Lucifer IP addressLucifer Decs first appeared in my life on August 14, 2022, a day that will live in infamy. I was minding my own business, attending a meeting of the Faison Preservation Society. This group to which I belong preserves and operates the historic N.W. Faison House in La Grange, Tx. Earlier in the year I installed an app on our website to help fundraise. A notice appeared in my email alerting me of multiple donations to us from one zip code.

Lucifer blessed us with donations nearly 6,000 times. You would think our group would love to get 6,000 payments at $5.00 each. But, alas, it was a carding scam. We didn’t get to keep the money, just had to clean up the mess. My life transformed into a living hell until August 25, 2022, when the law won.

What is a carding scam you ask?

Carding (also known as credit card stuffing and card verification) is a web security threat in which attackers use multiple, parallel attempts to authorize stolen credit card credentials. Carding is performed by bots, software used to perform automated operations over the Internet. Lucifer, it turned out, is a bot. Who knew?

And why do I call the machine Lucifer, you ask?

Because, when donating on a stolen card, he used the name Lucifer Decs with an email address of venom****@gmail.com. **** would rotate between numbers and letters with every $5.00 payment made.

And why do you call Lucifer a “he” you ask?

Surely a woman wouldn’t attack a small charity in such as fashion. (Before you assault me on this blog, please understand I realize this is as false an assumption as thinking I was safe from maundering robots. But I like to lead a delusional life. Besides, when I was young, “he” was the pronoun taught not “he/she” or simply “she.”)

And where does Lucifer live, you ask?

Obviously not in the underworld, although his soul should be rotting in hell. A bot blocker program traced his IP address to Helsinki, Finland. I suspect that was the last stop as it probably transferred from IP to IP until his venom spewed into the world.

What cleanup did you have to do, you ask?

Every time Lucifer hit the first five days, or so, he would get four or five charges through and then the card company would block him.
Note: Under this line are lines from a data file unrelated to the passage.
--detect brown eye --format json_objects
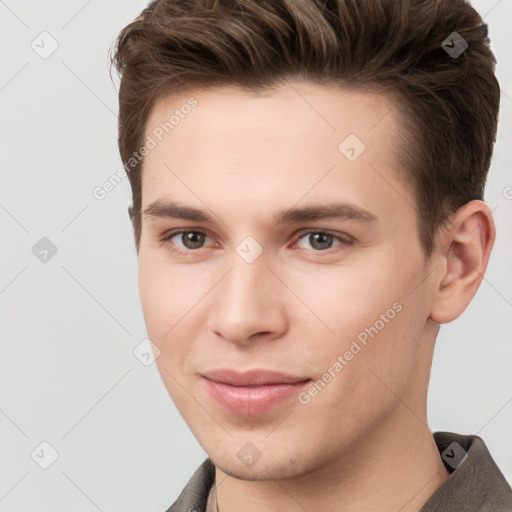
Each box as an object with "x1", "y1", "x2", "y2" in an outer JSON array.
[
  {"x1": 297, "y1": 231, "x2": 351, "y2": 251},
  {"x1": 162, "y1": 230, "x2": 214, "y2": 253}
]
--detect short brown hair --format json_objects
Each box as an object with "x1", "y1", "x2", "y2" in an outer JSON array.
[{"x1": 111, "y1": 0, "x2": 500, "y2": 256}]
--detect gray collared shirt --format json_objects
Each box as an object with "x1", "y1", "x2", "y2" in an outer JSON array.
[{"x1": 166, "y1": 432, "x2": 512, "y2": 512}]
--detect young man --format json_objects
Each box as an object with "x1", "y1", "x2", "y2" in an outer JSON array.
[{"x1": 110, "y1": 0, "x2": 512, "y2": 512}]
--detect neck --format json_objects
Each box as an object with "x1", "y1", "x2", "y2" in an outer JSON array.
[{"x1": 215, "y1": 412, "x2": 449, "y2": 512}]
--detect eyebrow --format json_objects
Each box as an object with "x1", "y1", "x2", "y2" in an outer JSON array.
[{"x1": 144, "y1": 199, "x2": 378, "y2": 225}]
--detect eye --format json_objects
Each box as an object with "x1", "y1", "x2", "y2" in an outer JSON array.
[
  {"x1": 162, "y1": 231, "x2": 211, "y2": 254},
  {"x1": 297, "y1": 231, "x2": 353, "y2": 251}
]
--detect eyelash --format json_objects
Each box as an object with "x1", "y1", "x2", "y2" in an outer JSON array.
[{"x1": 160, "y1": 229, "x2": 354, "y2": 256}]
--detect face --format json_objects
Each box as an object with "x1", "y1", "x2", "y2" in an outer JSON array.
[{"x1": 139, "y1": 82, "x2": 435, "y2": 480}]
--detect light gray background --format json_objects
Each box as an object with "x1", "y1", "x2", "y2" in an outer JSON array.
[{"x1": 0, "y1": 0, "x2": 512, "y2": 512}]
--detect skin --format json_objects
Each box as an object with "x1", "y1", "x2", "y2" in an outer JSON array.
[{"x1": 134, "y1": 81, "x2": 494, "y2": 512}]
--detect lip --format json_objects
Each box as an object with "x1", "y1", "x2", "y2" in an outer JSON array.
[
  {"x1": 202, "y1": 368, "x2": 309, "y2": 386},
  {"x1": 203, "y1": 370, "x2": 311, "y2": 416}
]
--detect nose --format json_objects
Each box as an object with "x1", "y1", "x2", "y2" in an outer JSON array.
[{"x1": 208, "y1": 253, "x2": 288, "y2": 345}]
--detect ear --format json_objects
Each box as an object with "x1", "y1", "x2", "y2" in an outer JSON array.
[{"x1": 430, "y1": 200, "x2": 496, "y2": 324}]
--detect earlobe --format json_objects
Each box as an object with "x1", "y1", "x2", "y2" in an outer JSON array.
[{"x1": 430, "y1": 200, "x2": 496, "y2": 324}]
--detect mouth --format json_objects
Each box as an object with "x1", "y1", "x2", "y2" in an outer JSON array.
[{"x1": 202, "y1": 370, "x2": 312, "y2": 416}]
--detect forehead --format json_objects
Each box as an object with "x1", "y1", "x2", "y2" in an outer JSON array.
[{"x1": 138, "y1": 82, "x2": 410, "y2": 220}]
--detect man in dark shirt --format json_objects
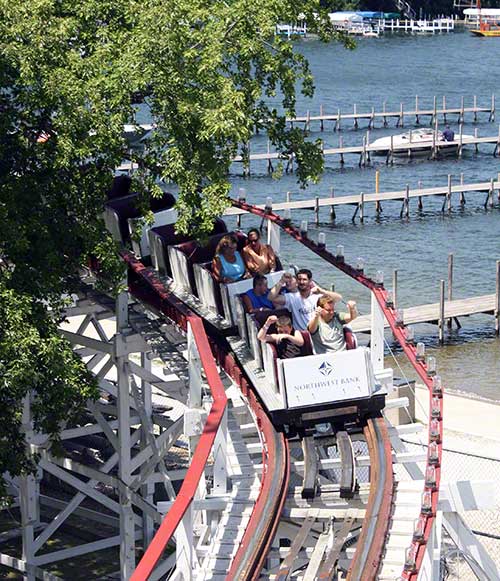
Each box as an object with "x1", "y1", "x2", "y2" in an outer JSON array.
[{"x1": 443, "y1": 125, "x2": 455, "y2": 141}]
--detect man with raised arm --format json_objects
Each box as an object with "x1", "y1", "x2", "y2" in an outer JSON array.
[
  {"x1": 307, "y1": 296, "x2": 358, "y2": 355},
  {"x1": 268, "y1": 268, "x2": 342, "y2": 331}
]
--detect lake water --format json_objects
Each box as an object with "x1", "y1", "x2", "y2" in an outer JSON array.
[{"x1": 226, "y1": 31, "x2": 500, "y2": 400}]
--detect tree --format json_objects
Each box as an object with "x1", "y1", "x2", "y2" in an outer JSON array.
[{"x1": 0, "y1": 0, "x2": 352, "y2": 492}]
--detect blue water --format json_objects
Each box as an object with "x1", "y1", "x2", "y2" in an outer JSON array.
[{"x1": 226, "y1": 32, "x2": 500, "y2": 399}]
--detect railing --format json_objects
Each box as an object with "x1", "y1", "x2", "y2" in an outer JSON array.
[
  {"x1": 232, "y1": 200, "x2": 443, "y2": 581},
  {"x1": 125, "y1": 255, "x2": 227, "y2": 581}
]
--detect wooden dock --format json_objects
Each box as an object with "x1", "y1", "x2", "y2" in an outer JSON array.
[
  {"x1": 350, "y1": 294, "x2": 499, "y2": 333},
  {"x1": 225, "y1": 173, "x2": 500, "y2": 224},
  {"x1": 233, "y1": 125, "x2": 500, "y2": 175},
  {"x1": 287, "y1": 95, "x2": 495, "y2": 131}
]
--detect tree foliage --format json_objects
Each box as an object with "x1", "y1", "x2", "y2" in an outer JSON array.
[{"x1": 0, "y1": 0, "x2": 352, "y2": 496}]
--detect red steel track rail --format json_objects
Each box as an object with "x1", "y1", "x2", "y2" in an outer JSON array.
[
  {"x1": 122, "y1": 252, "x2": 290, "y2": 581},
  {"x1": 232, "y1": 200, "x2": 443, "y2": 581},
  {"x1": 347, "y1": 418, "x2": 394, "y2": 581}
]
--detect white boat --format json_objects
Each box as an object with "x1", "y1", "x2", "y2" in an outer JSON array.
[{"x1": 370, "y1": 129, "x2": 474, "y2": 156}]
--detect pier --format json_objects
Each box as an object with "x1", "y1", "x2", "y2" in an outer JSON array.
[
  {"x1": 225, "y1": 172, "x2": 500, "y2": 224},
  {"x1": 350, "y1": 293, "x2": 500, "y2": 342},
  {"x1": 233, "y1": 124, "x2": 500, "y2": 176},
  {"x1": 287, "y1": 95, "x2": 495, "y2": 131}
]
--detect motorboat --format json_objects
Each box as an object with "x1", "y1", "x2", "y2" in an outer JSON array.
[{"x1": 370, "y1": 129, "x2": 474, "y2": 156}]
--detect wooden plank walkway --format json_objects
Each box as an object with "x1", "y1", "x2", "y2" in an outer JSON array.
[
  {"x1": 224, "y1": 174, "x2": 500, "y2": 216},
  {"x1": 233, "y1": 127, "x2": 500, "y2": 170},
  {"x1": 351, "y1": 294, "x2": 497, "y2": 333},
  {"x1": 286, "y1": 94, "x2": 495, "y2": 131}
]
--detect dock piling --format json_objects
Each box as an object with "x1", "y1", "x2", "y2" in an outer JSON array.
[
  {"x1": 392, "y1": 269, "x2": 398, "y2": 309},
  {"x1": 493, "y1": 125, "x2": 500, "y2": 157},
  {"x1": 396, "y1": 103, "x2": 404, "y2": 127},
  {"x1": 375, "y1": 170, "x2": 382, "y2": 215},
  {"x1": 438, "y1": 279, "x2": 444, "y2": 345},
  {"x1": 399, "y1": 184, "x2": 410, "y2": 218},
  {"x1": 330, "y1": 187, "x2": 337, "y2": 222},
  {"x1": 495, "y1": 260, "x2": 500, "y2": 335},
  {"x1": 441, "y1": 174, "x2": 451, "y2": 212}
]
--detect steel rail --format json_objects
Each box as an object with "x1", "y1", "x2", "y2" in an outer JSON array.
[
  {"x1": 122, "y1": 252, "x2": 290, "y2": 581},
  {"x1": 231, "y1": 200, "x2": 443, "y2": 581},
  {"x1": 347, "y1": 418, "x2": 394, "y2": 581}
]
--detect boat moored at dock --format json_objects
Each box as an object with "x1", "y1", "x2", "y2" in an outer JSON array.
[{"x1": 371, "y1": 129, "x2": 474, "y2": 156}]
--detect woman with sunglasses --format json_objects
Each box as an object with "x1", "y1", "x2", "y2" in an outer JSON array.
[
  {"x1": 241, "y1": 228, "x2": 276, "y2": 276},
  {"x1": 212, "y1": 234, "x2": 250, "y2": 283}
]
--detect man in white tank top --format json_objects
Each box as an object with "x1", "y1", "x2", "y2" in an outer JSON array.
[{"x1": 268, "y1": 268, "x2": 342, "y2": 331}]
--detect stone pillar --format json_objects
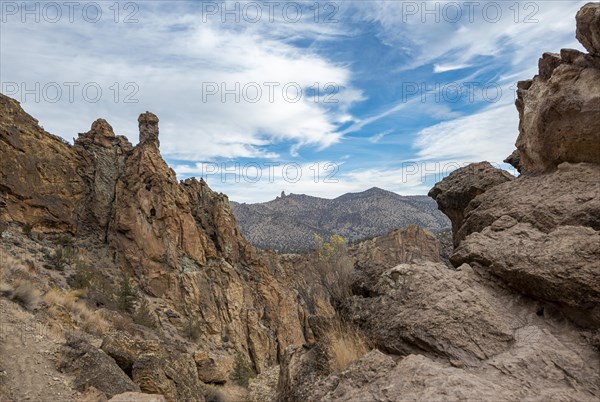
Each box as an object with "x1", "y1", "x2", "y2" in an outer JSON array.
[{"x1": 138, "y1": 112, "x2": 160, "y2": 148}]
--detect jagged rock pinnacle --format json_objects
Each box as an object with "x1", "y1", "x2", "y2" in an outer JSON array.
[{"x1": 138, "y1": 112, "x2": 160, "y2": 148}]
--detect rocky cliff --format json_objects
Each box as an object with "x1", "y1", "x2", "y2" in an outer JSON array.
[
  {"x1": 0, "y1": 95, "x2": 316, "y2": 400},
  {"x1": 279, "y1": 3, "x2": 600, "y2": 401}
]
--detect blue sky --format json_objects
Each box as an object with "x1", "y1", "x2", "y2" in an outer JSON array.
[{"x1": 0, "y1": 0, "x2": 585, "y2": 202}]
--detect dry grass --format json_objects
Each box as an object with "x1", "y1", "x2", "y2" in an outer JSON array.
[
  {"x1": 44, "y1": 289, "x2": 111, "y2": 335},
  {"x1": 327, "y1": 322, "x2": 370, "y2": 371},
  {"x1": 0, "y1": 254, "x2": 40, "y2": 310},
  {"x1": 204, "y1": 384, "x2": 248, "y2": 402}
]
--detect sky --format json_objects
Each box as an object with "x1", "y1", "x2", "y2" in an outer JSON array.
[{"x1": 0, "y1": 0, "x2": 586, "y2": 203}]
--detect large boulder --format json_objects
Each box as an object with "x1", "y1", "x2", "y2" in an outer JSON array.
[
  {"x1": 349, "y1": 262, "x2": 513, "y2": 366},
  {"x1": 194, "y1": 350, "x2": 235, "y2": 384},
  {"x1": 304, "y1": 336, "x2": 600, "y2": 402},
  {"x1": 509, "y1": 3, "x2": 600, "y2": 173},
  {"x1": 132, "y1": 352, "x2": 204, "y2": 402},
  {"x1": 429, "y1": 162, "x2": 514, "y2": 246},
  {"x1": 452, "y1": 220, "x2": 600, "y2": 326},
  {"x1": 58, "y1": 338, "x2": 140, "y2": 398},
  {"x1": 575, "y1": 3, "x2": 600, "y2": 56}
]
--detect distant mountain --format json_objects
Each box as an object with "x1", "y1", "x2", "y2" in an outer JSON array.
[{"x1": 231, "y1": 187, "x2": 450, "y2": 252}]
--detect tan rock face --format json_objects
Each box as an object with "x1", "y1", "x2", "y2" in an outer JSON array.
[
  {"x1": 511, "y1": 3, "x2": 600, "y2": 173},
  {"x1": 0, "y1": 94, "x2": 88, "y2": 233},
  {"x1": 0, "y1": 95, "x2": 310, "y2": 384},
  {"x1": 437, "y1": 163, "x2": 600, "y2": 325},
  {"x1": 576, "y1": 3, "x2": 600, "y2": 56}
]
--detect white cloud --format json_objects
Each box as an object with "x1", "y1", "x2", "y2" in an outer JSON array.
[
  {"x1": 1, "y1": 2, "x2": 363, "y2": 160},
  {"x1": 368, "y1": 130, "x2": 393, "y2": 144},
  {"x1": 433, "y1": 63, "x2": 471, "y2": 74},
  {"x1": 414, "y1": 103, "x2": 519, "y2": 163}
]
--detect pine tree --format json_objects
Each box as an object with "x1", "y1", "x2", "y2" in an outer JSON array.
[{"x1": 117, "y1": 274, "x2": 137, "y2": 314}]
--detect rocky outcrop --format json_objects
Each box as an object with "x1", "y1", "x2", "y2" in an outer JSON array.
[
  {"x1": 132, "y1": 353, "x2": 204, "y2": 402},
  {"x1": 194, "y1": 351, "x2": 235, "y2": 384},
  {"x1": 576, "y1": 3, "x2": 600, "y2": 56},
  {"x1": 512, "y1": 3, "x2": 600, "y2": 173},
  {"x1": 429, "y1": 162, "x2": 514, "y2": 246},
  {"x1": 305, "y1": 339, "x2": 598, "y2": 401},
  {"x1": 59, "y1": 338, "x2": 140, "y2": 398},
  {"x1": 0, "y1": 94, "x2": 87, "y2": 233},
  {"x1": 349, "y1": 262, "x2": 513, "y2": 366},
  {"x1": 75, "y1": 119, "x2": 132, "y2": 241},
  {"x1": 430, "y1": 3, "x2": 600, "y2": 328},
  {"x1": 451, "y1": 215, "x2": 600, "y2": 327},
  {"x1": 0, "y1": 95, "x2": 310, "y2": 396}
]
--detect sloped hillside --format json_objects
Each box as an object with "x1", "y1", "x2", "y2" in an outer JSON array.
[{"x1": 231, "y1": 187, "x2": 450, "y2": 252}]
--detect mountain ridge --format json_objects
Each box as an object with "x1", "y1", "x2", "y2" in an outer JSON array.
[{"x1": 230, "y1": 187, "x2": 450, "y2": 252}]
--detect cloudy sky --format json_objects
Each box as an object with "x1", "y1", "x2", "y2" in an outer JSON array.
[{"x1": 0, "y1": 0, "x2": 586, "y2": 202}]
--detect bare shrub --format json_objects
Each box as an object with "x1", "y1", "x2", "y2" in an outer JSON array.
[
  {"x1": 44, "y1": 289, "x2": 111, "y2": 335},
  {"x1": 0, "y1": 280, "x2": 40, "y2": 310},
  {"x1": 314, "y1": 235, "x2": 354, "y2": 307},
  {"x1": 327, "y1": 321, "x2": 370, "y2": 371},
  {"x1": 182, "y1": 318, "x2": 202, "y2": 341}
]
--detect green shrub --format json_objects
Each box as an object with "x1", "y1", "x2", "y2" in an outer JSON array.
[
  {"x1": 314, "y1": 235, "x2": 354, "y2": 307},
  {"x1": 133, "y1": 299, "x2": 156, "y2": 328},
  {"x1": 117, "y1": 274, "x2": 137, "y2": 314},
  {"x1": 229, "y1": 353, "x2": 256, "y2": 388},
  {"x1": 22, "y1": 223, "x2": 33, "y2": 237},
  {"x1": 50, "y1": 247, "x2": 69, "y2": 271}
]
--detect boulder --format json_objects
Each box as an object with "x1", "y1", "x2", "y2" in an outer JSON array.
[
  {"x1": 194, "y1": 350, "x2": 235, "y2": 383},
  {"x1": 58, "y1": 338, "x2": 140, "y2": 398},
  {"x1": 349, "y1": 262, "x2": 513, "y2": 366},
  {"x1": 451, "y1": 221, "x2": 600, "y2": 327},
  {"x1": 510, "y1": 3, "x2": 600, "y2": 174},
  {"x1": 575, "y1": 3, "x2": 600, "y2": 56},
  {"x1": 428, "y1": 162, "x2": 514, "y2": 246},
  {"x1": 132, "y1": 352, "x2": 204, "y2": 402}
]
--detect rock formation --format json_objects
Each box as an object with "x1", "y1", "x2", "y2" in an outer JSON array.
[
  {"x1": 511, "y1": 3, "x2": 600, "y2": 173},
  {"x1": 0, "y1": 90, "x2": 316, "y2": 399},
  {"x1": 279, "y1": 3, "x2": 600, "y2": 401},
  {"x1": 0, "y1": 3, "x2": 600, "y2": 402},
  {"x1": 231, "y1": 188, "x2": 450, "y2": 253},
  {"x1": 430, "y1": 3, "x2": 600, "y2": 327}
]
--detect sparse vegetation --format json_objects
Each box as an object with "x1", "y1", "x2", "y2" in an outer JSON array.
[
  {"x1": 44, "y1": 289, "x2": 110, "y2": 335},
  {"x1": 50, "y1": 247, "x2": 69, "y2": 271},
  {"x1": 182, "y1": 318, "x2": 202, "y2": 341},
  {"x1": 327, "y1": 322, "x2": 370, "y2": 371},
  {"x1": 314, "y1": 234, "x2": 354, "y2": 306},
  {"x1": 229, "y1": 353, "x2": 256, "y2": 388},
  {"x1": 117, "y1": 274, "x2": 137, "y2": 314},
  {"x1": 0, "y1": 280, "x2": 40, "y2": 310},
  {"x1": 133, "y1": 298, "x2": 156, "y2": 328}
]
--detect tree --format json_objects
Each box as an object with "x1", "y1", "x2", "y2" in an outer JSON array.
[
  {"x1": 117, "y1": 274, "x2": 137, "y2": 314},
  {"x1": 133, "y1": 298, "x2": 156, "y2": 328},
  {"x1": 314, "y1": 234, "x2": 354, "y2": 306}
]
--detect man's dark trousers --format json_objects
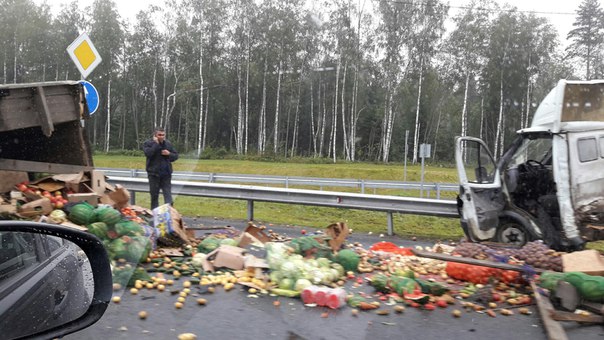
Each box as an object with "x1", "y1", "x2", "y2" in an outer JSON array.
[{"x1": 147, "y1": 175, "x2": 173, "y2": 209}]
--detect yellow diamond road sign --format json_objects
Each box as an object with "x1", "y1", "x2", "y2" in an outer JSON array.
[{"x1": 67, "y1": 33, "x2": 102, "y2": 79}]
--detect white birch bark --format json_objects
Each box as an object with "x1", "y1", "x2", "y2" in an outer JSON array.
[
  {"x1": 493, "y1": 73, "x2": 503, "y2": 157},
  {"x1": 152, "y1": 64, "x2": 157, "y2": 129},
  {"x1": 235, "y1": 56, "x2": 243, "y2": 155},
  {"x1": 310, "y1": 79, "x2": 317, "y2": 158},
  {"x1": 330, "y1": 58, "x2": 341, "y2": 163},
  {"x1": 319, "y1": 83, "x2": 327, "y2": 157},
  {"x1": 199, "y1": 16, "x2": 204, "y2": 157},
  {"x1": 273, "y1": 57, "x2": 283, "y2": 154},
  {"x1": 342, "y1": 61, "x2": 350, "y2": 161},
  {"x1": 461, "y1": 72, "x2": 470, "y2": 137},
  {"x1": 258, "y1": 57, "x2": 267, "y2": 154},
  {"x1": 243, "y1": 28, "x2": 251, "y2": 155},
  {"x1": 413, "y1": 58, "x2": 424, "y2": 163},
  {"x1": 105, "y1": 77, "x2": 111, "y2": 152}
]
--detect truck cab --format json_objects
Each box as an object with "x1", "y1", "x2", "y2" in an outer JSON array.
[{"x1": 455, "y1": 80, "x2": 604, "y2": 250}]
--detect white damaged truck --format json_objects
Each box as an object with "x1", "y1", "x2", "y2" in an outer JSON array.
[{"x1": 455, "y1": 80, "x2": 604, "y2": 250}]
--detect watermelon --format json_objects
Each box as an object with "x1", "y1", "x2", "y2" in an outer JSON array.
[
  {"x1": 86, "y1": 222, "x2": 109, "y2": 240},
  {"x1": 95, "y1": 207, "x2": 122, "y2": 226},
  {"x1": 371, "y1": 274, "x2": 390, "y2": 293},
  {"x1": 68, "y1": 202, "x2": 96, "y2": 225}
]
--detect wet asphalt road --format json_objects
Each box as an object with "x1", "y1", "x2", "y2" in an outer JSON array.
[{"x1": 65, "y1": 219, "x2": 604, "y2": 340}]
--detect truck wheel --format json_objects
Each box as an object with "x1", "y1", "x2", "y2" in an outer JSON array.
[{"x1": 495, "y1": 222, "x2": 529, "y2": 247}]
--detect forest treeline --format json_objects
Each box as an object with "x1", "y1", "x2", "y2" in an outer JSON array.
[{"x1": 0, "y1": 0, "x2": 604, "y2": 162}]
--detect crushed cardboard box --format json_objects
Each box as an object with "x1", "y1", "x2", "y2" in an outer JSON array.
[
  {"x1": 67, "y1": 192, "x2": 99, "y2": 207},
  {"x1": 325, "y1": 222, "x2": 350, "y2": 252},
  {"x1": 153, "y1": 204, "x2": 191, "y2": 244},
  {"x1": 17, "y1": 197, "x2": 52, "y2": 217},
  {"x1": 562, "y1": 249, "x2": 604, "y2": 276},
  {"x1": 100, "y1": 184, "x2": 130, "y2": 209},
  {"x1": 203, "y1": 245, "x2": 245, "y2": 271},
  {"x1": 0, "y1": 170, "x2": 29, "y2": 192}
]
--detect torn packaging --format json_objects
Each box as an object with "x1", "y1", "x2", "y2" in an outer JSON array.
[{"x1": 203, "y1": 245, "x2": 245, "y2": 271}]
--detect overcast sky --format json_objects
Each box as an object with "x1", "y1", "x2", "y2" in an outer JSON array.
[{"x1": 34, "y1": 0, "x2": 588, "y2": 45}]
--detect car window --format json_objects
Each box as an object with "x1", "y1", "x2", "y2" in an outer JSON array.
[
  {"x1": 43, "y1": 235, "x2": 63, "y2": 254},
  {"x1": 0, "y1": 232, "x2": 40, "y2": 284}
]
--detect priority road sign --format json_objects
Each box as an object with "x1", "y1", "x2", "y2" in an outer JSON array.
[{"x1": 67, "y1": 32, "x2": 102, "y2": 79}]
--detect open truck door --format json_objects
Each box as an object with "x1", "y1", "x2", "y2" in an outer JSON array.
[{"x1": 455, "y1": 137, "x2": 505, "y2": 242}]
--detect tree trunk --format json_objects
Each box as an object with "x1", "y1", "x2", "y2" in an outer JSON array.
[
  {"x1": 342, "y1": 61, "x2": 350, "y2": 161},
  {"x1": 413, "y1": 58, "x2": 424, "y2": 164},
  {"x1": 243, "y1": 29, "x2": 251, "y2": 155},
  {"x1": 197, "y1": 19, "x2": 204, "y2": 157},
  {"x1": 235, "y1": 56, "x2": 243, "y2": 155},
  {"x1": 461, "y1": 72, "x2": 470, "y2": 137},
  {"x1": 319, "y1": 85, "x2": 327, "y2": 157},
  {"x1": 273, "y1": 56, "x2": 283, "y2": 155},
  {"x1": 310, "y1": 79, "x2": 317, "y2": 158},
  {"x1": 493, "y1": 72, "x2": 503, "y2": 157},
  {"x1": 152, "y1": 63, "x2": 157, "y2": 129},
  {"x1": 258, "y1": 57, "x2": 267, "y2": 154},
  {"x1": 105, "y1": 76, "x2": 111, "y2": 152},
  {"x1": 330, "y1": 58, "x2": 341, "y2": 163}
]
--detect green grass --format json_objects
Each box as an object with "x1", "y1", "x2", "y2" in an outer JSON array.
[
  {"x1": 94, "y1": 154, "x2": 463, "y2": 240},
  {"x1": 94, "y1": 155, "x2": 604, "y2": 251}
]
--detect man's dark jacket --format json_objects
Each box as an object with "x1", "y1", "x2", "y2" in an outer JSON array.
[{"x1": 143, "y1": 139, "x2": 178, "y2": 176}]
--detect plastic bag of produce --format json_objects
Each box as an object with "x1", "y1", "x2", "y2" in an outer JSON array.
[
  {"x1": 539, "y1": 271, "x2": 564, "y2": 291},
  {"x1": 564, "y1": 272, "x2": 604, "y2": 302},
  {"x1": 114, "y1": 220, "x2": 144, "y2": 236}
]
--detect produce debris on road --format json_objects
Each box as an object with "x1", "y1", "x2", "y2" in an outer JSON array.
[{"x1": 0, "y1": 176, "x2": 604, "y2": 338}]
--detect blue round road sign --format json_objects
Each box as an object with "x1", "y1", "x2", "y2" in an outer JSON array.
[{"x1": 80, "y1": 80, "x2": 99, "y2": 114}]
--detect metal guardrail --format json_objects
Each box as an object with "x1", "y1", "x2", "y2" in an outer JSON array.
[
  {"x1": 98, "y1": 168, "x2": 459, "y2": 199},
  {"x1": 107, "y1": 176, "x2": 459, "y2": 235}
]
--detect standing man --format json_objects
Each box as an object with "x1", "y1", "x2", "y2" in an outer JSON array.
[{"x1": 143, "y1": 128, "x2": 178, "y2": 209}]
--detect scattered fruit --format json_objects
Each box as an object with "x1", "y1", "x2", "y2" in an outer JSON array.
[
  {"x1": 178, "y1": 333, "x2": 197, "y2": 340},
  {"x1": 394, "y1": 305, "x2": 405, "y2": 314},
  {"x1": 518, "y1": 307, "x2": 533, "y2": 315},
  {"x1": 500, "y1": 309, "x2": 514, "y2": 316}
]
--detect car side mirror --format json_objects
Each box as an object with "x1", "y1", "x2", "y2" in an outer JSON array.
[{"x1": 0, "y1": 221, "x2": 112, "y2": 339}]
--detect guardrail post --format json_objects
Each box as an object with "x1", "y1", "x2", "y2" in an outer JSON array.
[{"x1": 247, "y1": 200, "x2": 254, "y2": 221}]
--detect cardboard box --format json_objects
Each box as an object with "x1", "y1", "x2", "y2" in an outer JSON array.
[
  {"x1": 67, "y1": 192, "x2": 99, "y2": 207},
  {"x1": 562, "y1": 249, "x2": 604, "y2": 276},
  {"x1": 243, "y1": 222, "x2": 271, "y2": 243},
  {"x1": 0, "y1": 170, "x2": 29, "y2": 192},
  {"x1": 325, "y1": 222, "x2": 350, "y2": 252},
  {"x1": 237, "y1": 233, "x2": 263, "y2": 248},
  {"x1": 204, "y1": 245, "x2": 245, "y2": 270},
  {"x1": 89, "y1": 170, "x2": 106, "y2": 197},
  {"x1": 18, "y1": 197, "x2": 52, "y2": 217},
  {"x1": 106, "y1": 185, "x2": 130, "y2": 209}
]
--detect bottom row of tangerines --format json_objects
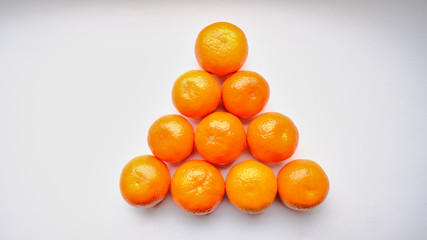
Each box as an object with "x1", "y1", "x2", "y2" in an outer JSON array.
[{"x1": 120, "y1": 155, "x2": 329, "y2": 214}]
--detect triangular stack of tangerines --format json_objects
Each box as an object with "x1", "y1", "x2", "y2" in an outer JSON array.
[{"x1": 120, "y1": 22, "x2": 329, "y2": 214}]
I had to examine the 6,000 hits, find the ones that went through, and refund them. Then I had to delete the charges out of the system.

And how did the “law” win, you ask?

I would love to say that, as webmaster, my advanced technological expertise allowed me to immediately vanquish the devil. Unfortunately, I’m an amateur who thinks she knows enough to dabble in WordPress websites.

The credit card company told me to install reCAPTCHA, which I did.

What is reCAPTCHA you ask?

It’s the little thingies they put on the site like mark “I’m not a robot” or check all the pictures that have a stop light in them or write what letters you see.

Unfortunately, I was too unskilled in html coding to be able to put the reCAPTCHA in the correct place. If this over your head, don’t worry, its over mine, too.

I studied the internet, reading complex Shx$%#t about coding and poked around the back end of our website, trying things. Every time I thought Lucifer was dust, he’d appear the next day.

Then I installed the bot blocker plugin thingy but didn’t do it correctly. Lucifer gave it the slip, too. Curses. Foiled again.

Reluctantly, I asked one of our members who is a tech genius to stop by my house on our return from lunch. I owed him two meals because he had previously fixed my two malfunctioning computers; we were on our second outing. Taking advantage of others is not in my DNA. But desperate times call for desperate acts. Fortunately, he agreed. Amazing what a restaurant with fabulous ambiance and good wine can do.

He worked his tail off, eventually getting the bot blocker working, installing reCAPTCHA correctly, and blocking the IP address we had. It’s been quiet ever since.